Les équipes de Nature et de ses revues associées ont maintenant publié près de quatre mille articles de recherche sur le SARS-CoV2, le Covid-19 et les sujets qui leur sont associés. Les articles que nous avons publiés ne représentent qu’une petite partie des milliers de soumissions de manuscrits que nous avons reçues sur ce sujet, alors que différentes communautés de chercheurs dans le monde réorientaient leurs recherches pour répondre à l'urgence mondiale posée par le Covid-19. L'évaluation de tous ces articles a nécessité tout le dévouement, l'expertise du domaine et le professionnalisme de nos équipes en interne.

Chaque manuscrit soumis a nécessité une relecture minutieuse afin d'évaluer les perspectives présentées et de vérifier leur pertinence. Ceux qui ont passé ce premier filtre éditorial ont été ensuite évalués par des pairs externes soigneusement sélectionnés par nos rédacteurs, en se fondant sur leur connaissance approfondie du domaine et des communautés de chercheurs. Nos rédacteurs en chef ont travaillé en étroite collaboration avec les auteurs et les ont guidés dans la révision de leurs manuscrits. Le partage rapide des données étant particulièrement important pendant la pandémie, nous avons également fourni un soutien aux auteurs pour les aider à gérer efficacement leurs données. 

De même que de nombreux chercheurs ont réorienté leurs travaux vers l'étude du Covid-19, plusieurs de nos rédacteurs en chef, qui n'auraient normalement pas participé à l'évaluation de ces articles, ont apporté leur aide, en mettant à profit leur expertise en matière de modélisation, d'analyse des données, de médecine translationnelle, de sciences sociales et d'autres sujets pertinents. 

Lors d'une pandémie, les connaissances doivent être partagées rapidement. Nous avons encouragé de manière proactive les auteurs à déposer leurs travaux sur un serveur de preprints. Bien que nous soutenions cette pratique depuis des décennies, nous avons estimé qu'il était particulièrement prioritaire que les recherches liées au Covid-19 soient disponibles sur des serveurs de preprints au moment où elles nous étaient soumises, afin que les nouveaux résultats puissent être examinés ouvertement et immédiatement. Nous avons également conclu un accord avec l'OMS pour partager avec elle toutes les soumissions que nous avons reçues afin de l'aider à suivre les recherches émergentes.

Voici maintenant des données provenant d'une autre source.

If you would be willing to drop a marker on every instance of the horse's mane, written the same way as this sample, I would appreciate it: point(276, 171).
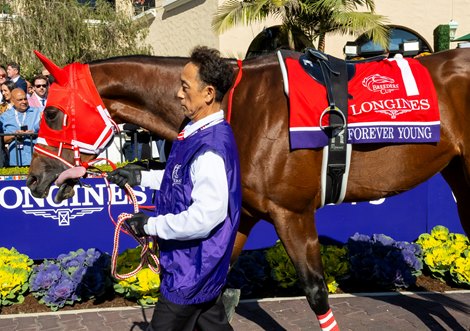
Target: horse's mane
point(136, 58)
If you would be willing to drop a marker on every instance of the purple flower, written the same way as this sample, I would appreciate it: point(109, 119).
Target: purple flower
point(383, 239)
point(71, 277)
point(45, 275)
point(59, 294)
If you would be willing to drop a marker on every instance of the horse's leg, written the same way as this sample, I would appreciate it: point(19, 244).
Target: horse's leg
point(299, 235)
point(231, 296)
point(457, 176)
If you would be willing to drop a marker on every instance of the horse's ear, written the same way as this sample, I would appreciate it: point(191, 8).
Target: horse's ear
point(59, 74)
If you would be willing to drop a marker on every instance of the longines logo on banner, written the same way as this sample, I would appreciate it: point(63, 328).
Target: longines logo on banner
point(62, 215)
point(86, 201)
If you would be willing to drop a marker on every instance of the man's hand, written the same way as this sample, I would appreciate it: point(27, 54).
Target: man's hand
point(129, 174)
point(136, 223)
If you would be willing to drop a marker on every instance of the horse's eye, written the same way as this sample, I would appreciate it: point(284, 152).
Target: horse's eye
point(50, 114)
point(53, 117)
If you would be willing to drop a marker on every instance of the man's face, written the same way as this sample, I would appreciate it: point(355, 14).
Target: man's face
point(193, 92)
point(3, 76)
point(40, 87)
point(12, 72)
point(6, 93)
point(19, 100)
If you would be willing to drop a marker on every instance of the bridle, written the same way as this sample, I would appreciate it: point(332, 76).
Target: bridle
point(75, 93)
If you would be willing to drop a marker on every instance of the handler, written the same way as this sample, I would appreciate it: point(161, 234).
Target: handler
point(197, 205)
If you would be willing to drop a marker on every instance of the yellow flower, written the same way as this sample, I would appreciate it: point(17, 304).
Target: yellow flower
point(440, 232)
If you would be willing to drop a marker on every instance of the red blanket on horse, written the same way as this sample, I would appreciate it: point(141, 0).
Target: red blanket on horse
point(390, 101)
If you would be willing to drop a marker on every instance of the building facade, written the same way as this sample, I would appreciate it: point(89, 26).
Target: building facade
point(176, 26)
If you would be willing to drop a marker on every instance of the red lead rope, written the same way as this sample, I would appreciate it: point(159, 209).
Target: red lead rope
point(149, 244)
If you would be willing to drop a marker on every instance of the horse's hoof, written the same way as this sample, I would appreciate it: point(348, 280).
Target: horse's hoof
point(230, 298)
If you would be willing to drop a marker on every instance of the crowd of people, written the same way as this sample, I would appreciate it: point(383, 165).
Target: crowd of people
point(21, 106)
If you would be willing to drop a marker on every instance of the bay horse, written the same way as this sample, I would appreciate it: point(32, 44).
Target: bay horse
point(280, 185)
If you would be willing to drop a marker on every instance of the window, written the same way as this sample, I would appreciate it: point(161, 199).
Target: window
point(271, 39)
point(399, 38)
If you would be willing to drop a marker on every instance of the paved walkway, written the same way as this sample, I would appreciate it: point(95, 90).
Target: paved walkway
point(401, 312)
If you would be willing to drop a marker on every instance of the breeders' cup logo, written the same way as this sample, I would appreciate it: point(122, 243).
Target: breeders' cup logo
point(63, 215)
point(175, 174)
point(378, 83)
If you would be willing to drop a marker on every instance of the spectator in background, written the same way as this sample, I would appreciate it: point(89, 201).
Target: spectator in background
point(48, 75)
point(6, 88)
point(29, 88)
point(21, 118)
point(13, 72)
point(3, 78)
point(40, 89)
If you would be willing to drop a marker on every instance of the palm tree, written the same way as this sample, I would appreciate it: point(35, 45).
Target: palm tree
point(315, 18)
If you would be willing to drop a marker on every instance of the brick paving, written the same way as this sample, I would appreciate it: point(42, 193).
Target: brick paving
point(400, 312)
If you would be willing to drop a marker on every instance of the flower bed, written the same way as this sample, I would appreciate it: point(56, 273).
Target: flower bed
point(373, 263)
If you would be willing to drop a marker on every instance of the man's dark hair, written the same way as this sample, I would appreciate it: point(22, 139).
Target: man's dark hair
point(213, 70)
point(14, 65)
point(35, 78)
point(10, 85)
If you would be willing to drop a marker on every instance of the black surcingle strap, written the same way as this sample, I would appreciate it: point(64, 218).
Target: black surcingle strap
point(335, 76)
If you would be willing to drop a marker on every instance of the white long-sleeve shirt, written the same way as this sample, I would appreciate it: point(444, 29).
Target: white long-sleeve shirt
point(209, 195)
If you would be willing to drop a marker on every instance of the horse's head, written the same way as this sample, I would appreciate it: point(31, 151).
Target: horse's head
point(75, 128)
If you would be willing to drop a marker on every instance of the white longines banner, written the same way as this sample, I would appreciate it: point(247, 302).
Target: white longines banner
point(42, 228)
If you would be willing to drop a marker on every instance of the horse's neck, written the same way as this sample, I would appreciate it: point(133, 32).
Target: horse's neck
point(142, 91)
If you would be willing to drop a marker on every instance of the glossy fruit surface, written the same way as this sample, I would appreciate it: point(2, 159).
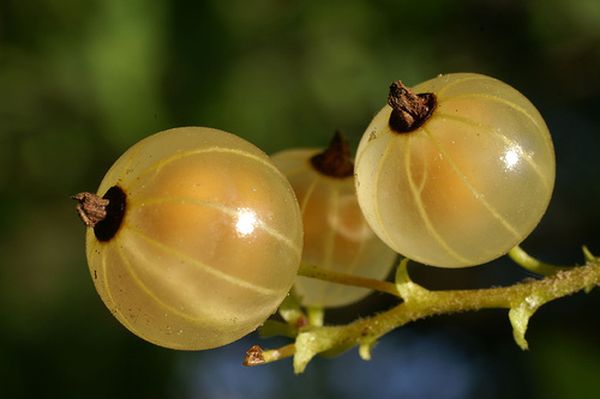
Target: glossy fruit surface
point(468, 184)
point(209, 244)
point(336, 235)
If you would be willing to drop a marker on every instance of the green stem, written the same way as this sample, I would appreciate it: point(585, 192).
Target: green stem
point(524, 260)
point(316, 315)
point(523, 299)
point(347, 279)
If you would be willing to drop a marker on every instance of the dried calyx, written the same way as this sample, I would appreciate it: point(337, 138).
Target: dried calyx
point(103, 214)
point(410, 110)
point(336, 160)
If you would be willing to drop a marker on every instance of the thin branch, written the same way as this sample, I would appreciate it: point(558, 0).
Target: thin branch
point(347, 279)
point(523, 299)
point(528, 262)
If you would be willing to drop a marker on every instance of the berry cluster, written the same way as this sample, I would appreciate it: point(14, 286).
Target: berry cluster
point(195, 236)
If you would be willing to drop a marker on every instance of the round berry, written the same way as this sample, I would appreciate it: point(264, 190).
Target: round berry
point(200, 241)
point(455, 172)
point(336, 235)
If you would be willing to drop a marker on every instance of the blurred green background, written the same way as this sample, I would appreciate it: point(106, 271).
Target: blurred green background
point(81, 81)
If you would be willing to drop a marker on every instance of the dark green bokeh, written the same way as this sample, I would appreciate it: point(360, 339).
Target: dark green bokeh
point(82, 81)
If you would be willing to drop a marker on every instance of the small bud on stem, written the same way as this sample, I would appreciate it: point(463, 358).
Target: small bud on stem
point(336, 160)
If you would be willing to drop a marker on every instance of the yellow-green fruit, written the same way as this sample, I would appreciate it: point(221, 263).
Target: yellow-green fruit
point(336, 235)
point(209, 243)
point(465, 186)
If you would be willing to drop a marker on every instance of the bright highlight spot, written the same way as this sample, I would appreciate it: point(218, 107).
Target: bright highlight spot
point(246, 222)
point(511, 157)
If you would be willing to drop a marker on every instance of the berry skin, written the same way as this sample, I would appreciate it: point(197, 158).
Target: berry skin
point(207, 244)
point(336, 235)
point(465, 184)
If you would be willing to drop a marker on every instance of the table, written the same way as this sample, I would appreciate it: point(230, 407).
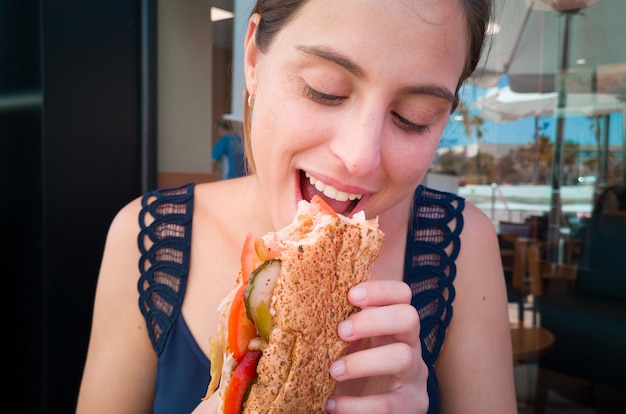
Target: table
point(530, 342)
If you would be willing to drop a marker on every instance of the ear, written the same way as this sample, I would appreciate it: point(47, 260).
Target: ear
point(251, 54)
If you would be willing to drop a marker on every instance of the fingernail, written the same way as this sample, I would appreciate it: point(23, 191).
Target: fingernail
point(337, 369)
point(345, 329)
point(358, 292)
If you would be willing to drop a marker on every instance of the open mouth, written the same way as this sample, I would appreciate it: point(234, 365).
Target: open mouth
point(341, 201)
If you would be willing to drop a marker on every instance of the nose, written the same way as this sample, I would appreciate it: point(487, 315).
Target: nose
point(359, 143)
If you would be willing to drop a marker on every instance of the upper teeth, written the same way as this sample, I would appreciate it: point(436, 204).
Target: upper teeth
point(330, 191)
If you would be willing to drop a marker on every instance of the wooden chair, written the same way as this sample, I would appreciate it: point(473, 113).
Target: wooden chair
point(513, 254)
point(553, 277)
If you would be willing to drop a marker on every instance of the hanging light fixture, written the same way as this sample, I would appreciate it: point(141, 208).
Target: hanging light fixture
point(559, 5)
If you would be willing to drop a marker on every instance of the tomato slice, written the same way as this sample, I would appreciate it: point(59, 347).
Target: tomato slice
point(243, 377)
point(323, 206)
point(240, 329)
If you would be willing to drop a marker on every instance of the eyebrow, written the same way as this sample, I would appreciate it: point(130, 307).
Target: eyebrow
point(335, 57)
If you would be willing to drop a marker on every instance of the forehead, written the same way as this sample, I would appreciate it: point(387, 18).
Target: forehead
point(420, 35)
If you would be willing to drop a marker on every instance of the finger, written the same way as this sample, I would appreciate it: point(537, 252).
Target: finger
point(399, 401)
point(380, 293)
point(400, 360)
point(398, 321)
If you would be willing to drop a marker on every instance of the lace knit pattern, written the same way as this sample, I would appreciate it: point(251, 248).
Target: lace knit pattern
point(164, 242)
point(432, 247)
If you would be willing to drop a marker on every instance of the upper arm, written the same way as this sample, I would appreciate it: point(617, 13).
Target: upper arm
point(475, 368)
point(120, 370)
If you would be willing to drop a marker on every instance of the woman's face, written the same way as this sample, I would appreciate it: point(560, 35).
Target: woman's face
point(353, 95)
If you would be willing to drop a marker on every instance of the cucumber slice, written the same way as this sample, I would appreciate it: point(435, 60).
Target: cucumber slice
point(259, 293)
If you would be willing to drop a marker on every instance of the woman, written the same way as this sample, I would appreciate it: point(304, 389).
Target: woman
point(351, 96)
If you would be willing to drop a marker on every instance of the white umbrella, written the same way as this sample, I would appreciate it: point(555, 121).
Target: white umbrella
point(536, 40)
point(558, 45)
point(505, 105)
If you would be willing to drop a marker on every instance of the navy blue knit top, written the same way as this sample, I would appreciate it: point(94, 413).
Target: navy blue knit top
point(165, 240)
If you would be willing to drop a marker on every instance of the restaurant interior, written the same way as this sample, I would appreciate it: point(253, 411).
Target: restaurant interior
point(68, 68)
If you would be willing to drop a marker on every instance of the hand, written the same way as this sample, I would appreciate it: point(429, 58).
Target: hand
point(208, 406)
point(383, 371)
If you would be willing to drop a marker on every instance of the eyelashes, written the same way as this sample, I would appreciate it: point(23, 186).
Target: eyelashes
point(323, 98)
point(334, 100)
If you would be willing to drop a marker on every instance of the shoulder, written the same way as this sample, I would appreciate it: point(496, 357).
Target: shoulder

Nous avons travaillé sans relâche pour raccourcir au maximum le délai entre la soumission et la mise à disposition des travaux de recherche évalués par les pairs. Nos collègues éditeurs - dont le travail permet de rendre ces articles lisibles par le plus grand nombre et accessibles sur les nombreuses plateformes et services utilisés par les chercheurs - ont également augmenté la cadence. Notre détermination a rencontré un défi particulier lorsqu'en décembre de l'année dernière, les résultats de recherches sur Omicron, le variant le plus récent du virus, ont commencé à arriver. Alors que beaucoup se préparaient à faire une pause, le 23 décembre a vu la publication en ligne de cinq de ces articles de recherche, le jour même de leur acceptation par la revue Nature.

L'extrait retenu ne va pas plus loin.